← Back to homepage

Visualize layer outputs of your Keras classifier with Keract

December 2, 2019 by Chris

When you train Convolutional Neural Networks, you wish to understand their performance before you apply them in the real world. This spawns the need for visualization: when you can see how they perform, layer by layer, you can improve them in a more guided fashion.

This is what is possible with Keract - and not only for Convolutional Neural Networks. This toolkit, which is available as an open source Github repository and pip package, allows you to visualize the outputs of any Keras layer for some input. This way, you can trace how your input is eventually transformed into the prediction that is output - possibly identifying bottlenecks in the process - and subsequently improve your model.

In this blog post, we'll cover precisely this feature of the Keract toolkit. We first argue in more detail why it can be smart to visualize the output of various neural network layers. Subsequently, we introduce Keract, which is followed by the creation of a simple ConvNet that can classify MNIST digits. Note again that you can also use Keract when you don't have a ConvNet - that is, it allows you to visualize Dense layers as well.

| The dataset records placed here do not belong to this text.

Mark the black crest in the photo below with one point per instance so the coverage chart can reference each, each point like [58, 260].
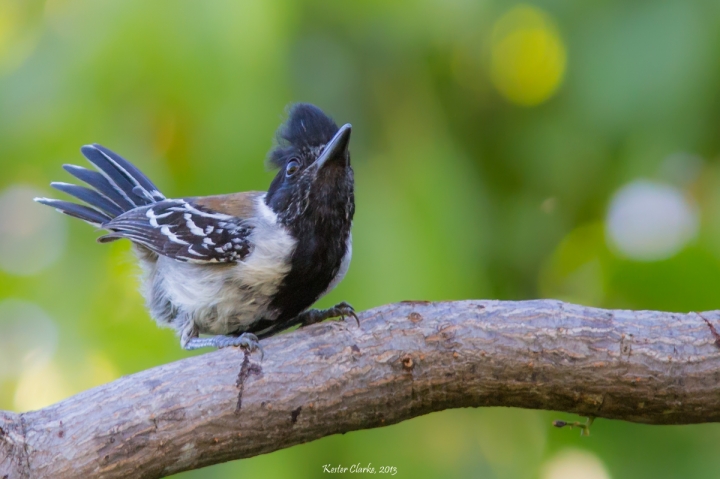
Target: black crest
[306, 127]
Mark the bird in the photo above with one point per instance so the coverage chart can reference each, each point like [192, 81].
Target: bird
[239, 267]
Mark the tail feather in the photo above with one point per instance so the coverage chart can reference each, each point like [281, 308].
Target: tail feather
[117, 187]
[133, 173]
[90, 197]
[85, 213]
[115, 175]
[101, 184]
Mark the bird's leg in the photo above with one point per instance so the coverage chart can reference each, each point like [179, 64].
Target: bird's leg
[190, 340]
[340, 310]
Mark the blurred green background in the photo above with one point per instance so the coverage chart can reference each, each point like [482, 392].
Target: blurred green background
[502, 150]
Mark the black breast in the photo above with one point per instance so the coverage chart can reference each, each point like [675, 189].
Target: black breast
[316, 261]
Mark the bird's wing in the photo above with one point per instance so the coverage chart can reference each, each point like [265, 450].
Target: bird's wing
[187, 230]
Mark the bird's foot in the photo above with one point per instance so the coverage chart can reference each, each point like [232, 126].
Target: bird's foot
[340, 310]
[247, 341]
[583, 426]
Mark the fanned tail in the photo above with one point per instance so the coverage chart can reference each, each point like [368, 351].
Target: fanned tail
[118, 186]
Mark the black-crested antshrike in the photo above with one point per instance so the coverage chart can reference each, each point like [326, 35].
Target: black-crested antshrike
[238, 266]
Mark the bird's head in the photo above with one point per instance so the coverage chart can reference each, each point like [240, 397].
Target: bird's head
[315, 179]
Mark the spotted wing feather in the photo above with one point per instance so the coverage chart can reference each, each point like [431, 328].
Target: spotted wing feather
[185, 231]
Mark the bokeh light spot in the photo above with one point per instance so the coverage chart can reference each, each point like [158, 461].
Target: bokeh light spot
[32, 236]
[41, 386]
[574, 464]
[650, 221]
[528, 56]
[28, 337]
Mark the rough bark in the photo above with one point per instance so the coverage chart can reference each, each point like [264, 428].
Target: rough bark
[405, 360]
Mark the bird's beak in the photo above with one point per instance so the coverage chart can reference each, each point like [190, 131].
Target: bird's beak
[336, 149]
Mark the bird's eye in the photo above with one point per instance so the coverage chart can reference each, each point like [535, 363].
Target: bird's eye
[292, 167]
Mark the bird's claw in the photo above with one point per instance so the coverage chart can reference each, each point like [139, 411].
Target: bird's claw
[247, 341]
[345, 309]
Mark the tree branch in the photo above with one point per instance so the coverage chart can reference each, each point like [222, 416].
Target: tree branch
[405, 360]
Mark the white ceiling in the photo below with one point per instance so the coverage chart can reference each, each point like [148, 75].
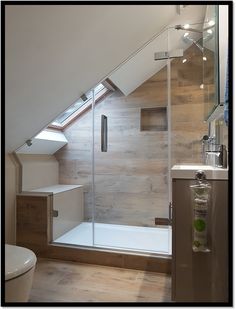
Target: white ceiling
[54, 53]
[142, 66]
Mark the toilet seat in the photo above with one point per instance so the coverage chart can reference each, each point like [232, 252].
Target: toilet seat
[18, 260]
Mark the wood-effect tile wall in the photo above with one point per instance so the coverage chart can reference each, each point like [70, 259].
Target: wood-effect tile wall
[131, 178]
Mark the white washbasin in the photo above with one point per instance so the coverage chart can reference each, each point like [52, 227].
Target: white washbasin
[187, 171]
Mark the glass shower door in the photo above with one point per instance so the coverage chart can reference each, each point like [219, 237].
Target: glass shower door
[131, 156]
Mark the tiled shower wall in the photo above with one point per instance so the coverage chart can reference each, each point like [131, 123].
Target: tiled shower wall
[131, 178]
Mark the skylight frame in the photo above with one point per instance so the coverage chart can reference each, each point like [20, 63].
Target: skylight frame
[100, 95]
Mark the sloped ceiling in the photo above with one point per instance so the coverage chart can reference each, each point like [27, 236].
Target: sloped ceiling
[55, 53]
[142, 65]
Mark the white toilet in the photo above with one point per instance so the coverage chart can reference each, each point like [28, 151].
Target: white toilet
[19, 270]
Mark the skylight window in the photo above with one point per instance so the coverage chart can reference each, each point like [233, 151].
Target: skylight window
[81, 105]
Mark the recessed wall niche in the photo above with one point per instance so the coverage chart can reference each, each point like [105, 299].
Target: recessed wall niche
[154, 119]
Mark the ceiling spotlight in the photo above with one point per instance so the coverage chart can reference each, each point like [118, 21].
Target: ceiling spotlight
[186, 26]
[211, 23]
[28, 142]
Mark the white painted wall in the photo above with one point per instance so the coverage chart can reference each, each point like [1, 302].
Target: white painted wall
[38, 171]
[142, 66]
[54, 53]
[46, 142]
[10, 199]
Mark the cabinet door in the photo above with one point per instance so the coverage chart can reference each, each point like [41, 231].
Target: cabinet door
[199, 276]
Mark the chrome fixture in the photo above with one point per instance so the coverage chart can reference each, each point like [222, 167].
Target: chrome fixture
[166, 55]
[186, 27]
[213, 154]
[182, 27]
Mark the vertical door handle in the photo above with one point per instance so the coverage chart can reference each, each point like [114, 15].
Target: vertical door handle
[103, 133]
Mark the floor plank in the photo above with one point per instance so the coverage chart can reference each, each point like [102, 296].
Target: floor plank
[60, 281]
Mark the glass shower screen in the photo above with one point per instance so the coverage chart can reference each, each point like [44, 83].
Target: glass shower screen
[131, 155]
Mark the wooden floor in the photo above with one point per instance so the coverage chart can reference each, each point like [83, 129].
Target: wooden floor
[60, 281]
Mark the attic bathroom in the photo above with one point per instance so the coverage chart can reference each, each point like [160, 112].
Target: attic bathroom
[117, 154]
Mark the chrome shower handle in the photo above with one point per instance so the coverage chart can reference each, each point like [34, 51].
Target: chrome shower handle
[103, 133]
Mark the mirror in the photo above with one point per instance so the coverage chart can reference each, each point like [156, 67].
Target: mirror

Followed by the creation of our simple classifier, we use Keract to do a couple of things. First, we use it to generate visualizations of the outputs of the model's layers. Subsequently, we show that it can also generate activation heatmaps, which are similar to the Grad-CAM maps which we created in another blog post. Finally, we show that you don't necessarily need ConvNets to use Keract - as indicated - by giving you an example.

Let's go! 😎

Update April 2020: updated the code to run with TensorFlow 2.0+

Why visualize layer outputs?

Training your supervised neural network involves feeding forward your training data, generating predictions, and computing a loss score, which is used for optimization purposes. However, it may be that your optimizer gets stuck after some time - and you would like to know why this occurs and, more importantly, what you could do about it.

Take for example a Convolutional Neural Network. Such a network is often composed of two types of layers: convolutional layers, which learn features from the image, that can be used by densely-connected layers for classification purposes. The result is a neural network that can classify images - and with quite some accuracy in many cases!

However, especially with problems that are less straight-forward, ConvNets can be tough to train. In some cases, it does not even converge. Visualizing layer outputs gets important in those cases. As convolutional layers, together with additional layers such as pooling layers downsample the image - in the sense that it gets smaller and more abstract - it may be the case, for example, that information loss occurs. When this happens, a neural network might no longer be able to discriminate between the classes, and hence show inadequate performance. Solving this might be done by increasing the number of feature maps or by removing a layer. While this increase computational cost, it might also improve model performance.

Hence: visualization is important. Let's now introduce Keract, which we can use to visualize the outputs of the layers of our Keras models.

What is Keract?

Keract is best summarized as follows: You have just found a (easy) way to get the activations (outputs) and gradients for each layer of your Keras model (LSTM, conv nets…) (RΓ©my, 2019).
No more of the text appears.